Puntualmente, a principios de este mes la Asociación Agenda Migrante El Salvador (AAMES) señalaba que si bien las remesas están creciendo “el miedo también”, pues “el incremento no refleja únicamente mejora económica: la diáspora envía más anticipando posibles deportaciones”, señala en un boletín.
Este crecimiento sostenido en el último año puede observarse en las cifras del BCR, pues a partir de marzo de 2025, la cantidad de dinero enviado por los salvadoreños en este país superó los $800 millones en todos los meses, y no fue hasta enero y febrero de 2026 que se presentó una desaceleración, cuando se registraron hasta $759.45 y $765.33 millones, respectivamente.
Esta desaceleración, de hecho, es probable que se vuelva a repetir a lo largo de 2026, pues según la AAMES el gobierno estadounidense ha implementado un impuesto del 1% al envío de remesas, lo que podría implicar la reducción de los flujos de envíos hacia El Salvador hasta en $30.1 millones.
Por otro lado, el primer trimestre de 2026 también supera con amplio margen al mismo período de años anteriores. Por ejemplo, si se compara con los primeros tres meses de 2020, puede observarse que en 2026 los salvadoreños de la diáspora enviaron casi el doble de dinero que hace seis años. En comparación con 2024, el acumulado de remesas de 2026 lo supera en más de $515 millones.

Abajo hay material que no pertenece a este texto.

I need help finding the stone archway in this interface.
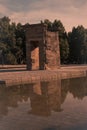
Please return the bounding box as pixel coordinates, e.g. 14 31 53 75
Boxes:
26 24 60 70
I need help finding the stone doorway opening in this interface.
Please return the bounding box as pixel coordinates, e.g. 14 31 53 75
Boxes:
30 41 40 70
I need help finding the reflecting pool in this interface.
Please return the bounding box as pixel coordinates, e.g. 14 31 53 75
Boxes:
0 77 87 130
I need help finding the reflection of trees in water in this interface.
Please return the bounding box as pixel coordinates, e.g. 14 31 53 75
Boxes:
0 80 61 116
69 78 87 99
61 77 87 102
0 78 87 117
0 86 30 115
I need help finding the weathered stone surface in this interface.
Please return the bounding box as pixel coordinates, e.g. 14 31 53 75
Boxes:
26 24 60 70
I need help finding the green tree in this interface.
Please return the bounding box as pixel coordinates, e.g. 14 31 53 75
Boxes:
68 25 87 63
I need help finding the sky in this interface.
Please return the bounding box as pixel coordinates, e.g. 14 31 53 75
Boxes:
0 0 87 32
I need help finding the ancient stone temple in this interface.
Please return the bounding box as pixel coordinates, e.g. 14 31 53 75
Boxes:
26 24 60 70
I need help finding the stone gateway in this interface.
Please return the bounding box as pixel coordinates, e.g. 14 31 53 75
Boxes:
26 23 60 70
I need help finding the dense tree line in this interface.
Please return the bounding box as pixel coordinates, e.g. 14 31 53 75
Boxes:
0 17 25 64
0 16 87 64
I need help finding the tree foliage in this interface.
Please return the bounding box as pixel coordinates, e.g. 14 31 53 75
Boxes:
0 17 25 64
68 25 87 63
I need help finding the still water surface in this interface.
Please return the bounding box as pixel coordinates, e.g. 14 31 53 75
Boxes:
0 78 87 130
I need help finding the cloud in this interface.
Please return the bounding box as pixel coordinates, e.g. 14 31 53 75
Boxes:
0 0 87 30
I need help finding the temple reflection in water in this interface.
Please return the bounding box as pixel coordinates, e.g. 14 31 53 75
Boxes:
0 78 87 118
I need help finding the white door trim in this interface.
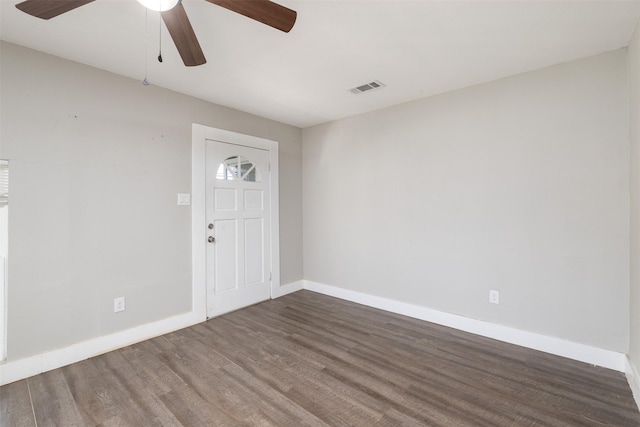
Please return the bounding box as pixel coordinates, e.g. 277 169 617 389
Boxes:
191 123 280 320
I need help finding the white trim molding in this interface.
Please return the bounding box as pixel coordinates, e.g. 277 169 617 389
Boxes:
625 357 640 410
303 280 637 372
0 312 202 386
191 123 281 320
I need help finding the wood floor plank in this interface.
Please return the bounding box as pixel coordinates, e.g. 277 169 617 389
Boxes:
0 380 36 427
0 291 640 427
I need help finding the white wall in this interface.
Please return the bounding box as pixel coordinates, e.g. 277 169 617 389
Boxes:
0 42 302 361
303 50 629 353
628 15 640 398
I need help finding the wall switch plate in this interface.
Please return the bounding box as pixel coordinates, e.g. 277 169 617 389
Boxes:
113 297 124 313
489 289 500 304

De igual forma, el acumulado de los meses enero-marzo de 2026 supera al mismo período del año pasado, hasta en 165.9 millones.
La importancia de las remesas
La nueva cifra de remesas da cuenta de la importancia que tiene este indicador en la economía del país. Según los datos de la Encuesta de Hogares de Propósitos Múltiples (EHPM) de 2025, hasta un 24.75% de la población total del país es beneficiaria de este tipo de apoyo económico. Esa suma equivale a más de 1.57 millones de personas distribuidas en unos 533,875 hogares.
Otro factor que puede demostrar el peso que este tipo de ayuda tiene para los hogares es el uso que se le da a las remesas, pues de acuerdo con los datos del BCR, de los $910.81 millones recibidos en marzo, hasta $900.34 millones se destinaron al consumo, y “solo” $10.47 millones se utilizó en inversión. La proporción del uso queda así: 98.85% para el consumo y 1.15% para la inversión.
Lo anterior quiere decir que, básicamente, la gran mayoría de salvadoreños que reciben las remesas las utilizan para el sustento del hogar, lo que incluye la compra de alimentos, el pago de servicios básicos, la educación, la salud e, incluso, el entretenimiento y ocio.